The HTPC is dead.
There are a few things taking it's place.
1. For tweakers, the new thing is the media extender. Nobody wants to build a HTPC for each TV. It doesn't make sense. And the MCE extenders are pretty limited in format support. So, the industry is moving on. The popcorn hour is great if I just want to play downloaded content on your TV or ripped movies. But, the real star of the show is the SageTV HD200. As an extender it is great at playing downloaded content, even BD rips, but also adds the capability to connect to a central headless server (the best run windows home server), and you can even take a HD200 with you as a placeshifter, accessing all your content on your server from the road. On the server, you can have as many tuners as you want to record TV, and with the new Hauppauge HD-PVR you can record component HD signals up to 1080i from your cable box straight to h.264 in real time via a built in hardware encoder. No CPU heavy lifting required. String two or three of those tuners together on a WHS computer, buy a $180 extender at each TV (7W of power each) and you've got a powerhouse of a system. You can rip your disks to the server (DVD or BD), rip your music, record your TV, store your pictures, host your website, backup your computers in the house, and bring an extender with you on the road to access your content. It is actually a really really really powerful system but it does require a bit of tweaking. Nothing a person who is confident with computers can't handle, but the average joe isn't that confident. If you ever consider taking your computer to Geek Squad, this isn't for you. Still the only hassle is setting up the server to record your shows and store your content. The big hassle with HTPCs used to be getting your content to play, fiddling with audio and video codecs, getting the right video card, making sure your CPU could handle BDs. Now with extenders, it just works once you plug in and configure the resolution and audio output. It has made it MUCH easier.

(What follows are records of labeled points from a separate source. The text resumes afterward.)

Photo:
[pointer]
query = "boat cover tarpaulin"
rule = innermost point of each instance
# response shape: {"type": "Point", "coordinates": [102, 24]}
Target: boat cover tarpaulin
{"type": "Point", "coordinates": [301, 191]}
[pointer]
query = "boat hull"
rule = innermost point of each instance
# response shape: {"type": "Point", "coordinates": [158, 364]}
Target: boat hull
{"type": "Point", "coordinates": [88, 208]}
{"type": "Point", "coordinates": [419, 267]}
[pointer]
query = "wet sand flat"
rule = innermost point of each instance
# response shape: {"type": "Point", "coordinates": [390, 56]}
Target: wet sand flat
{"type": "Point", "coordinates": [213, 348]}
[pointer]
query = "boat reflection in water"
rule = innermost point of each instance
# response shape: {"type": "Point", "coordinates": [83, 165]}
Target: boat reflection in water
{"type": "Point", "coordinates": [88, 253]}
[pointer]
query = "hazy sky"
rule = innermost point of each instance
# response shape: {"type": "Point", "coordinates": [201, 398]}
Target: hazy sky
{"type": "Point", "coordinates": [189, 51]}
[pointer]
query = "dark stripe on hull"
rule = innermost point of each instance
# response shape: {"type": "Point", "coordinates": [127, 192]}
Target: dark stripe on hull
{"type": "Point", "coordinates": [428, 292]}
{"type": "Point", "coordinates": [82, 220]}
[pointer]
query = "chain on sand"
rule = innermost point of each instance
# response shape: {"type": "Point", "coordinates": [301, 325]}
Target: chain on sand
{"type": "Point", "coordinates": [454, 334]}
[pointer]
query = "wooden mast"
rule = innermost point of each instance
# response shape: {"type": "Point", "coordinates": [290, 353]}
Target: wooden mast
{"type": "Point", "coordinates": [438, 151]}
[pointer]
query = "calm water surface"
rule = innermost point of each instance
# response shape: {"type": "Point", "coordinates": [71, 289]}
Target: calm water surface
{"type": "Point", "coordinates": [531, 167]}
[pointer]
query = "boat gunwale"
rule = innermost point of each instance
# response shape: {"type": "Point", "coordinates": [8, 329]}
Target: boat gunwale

With PlayOn you can get access to Hulu and some other stuff but that requires a bit of tweaking.
They are also launching a version of the server that runs a version of linux off of a USB stick for non tweakers. You buy or build a small computer with the types of HD tuners you want like the HD-PVR, stick this stick in, boot, and it configures the harddrives for recording and runs the server from the stick. Pretty cool actually. It can even do RAID on multiple harddrives for backup and pooling of multiple drives. As much storage as you want...
2. The other big news in HTPCs is Boxee. An offshoot of the venerable Xbox media center that used to be so popular on modded 1st gen Xboxs, this software is aimed at the social aspects of entertainment. It is a media player that can play your downloaded content or ripped disks, but it will also connect to online sources like Hulu. I'm not an expert in it but I've played with it a little bit installed on my AppleTV. Boxee will run on Linux, Mac, or a PC. It will also run on an AppleTV but the appleTV is too slow for much of the content Boxee can play. If you really want to hook your notebook to your PC, then installing Boxee to access your content is probably the way to go rather than Microsoft Media Center or Front Row.
3. Integration into TVs and BD players is also big. Panasonic has Viera link where you can access Netflix and Amazon video rentals as well as YouTUbe and some others, and the BD players are also supporting the same kind of networked content access, but no standard has yet emerged that will make it easy for each manufacturer to get content. It is done with one on one dealing with each hardware making and software maker. This is terribly inefficient and so I don't think it will last too long. We must find a few 3rd parties who write the software to integrate these services and then the TV makers just need to support that universal software. 2 or 3 different systems are fine and lead to competition and innovation, each TV and BD manufacturer on their own is not. Boxee wants their software to run on these systems so it may be coming, but I don't see it yet.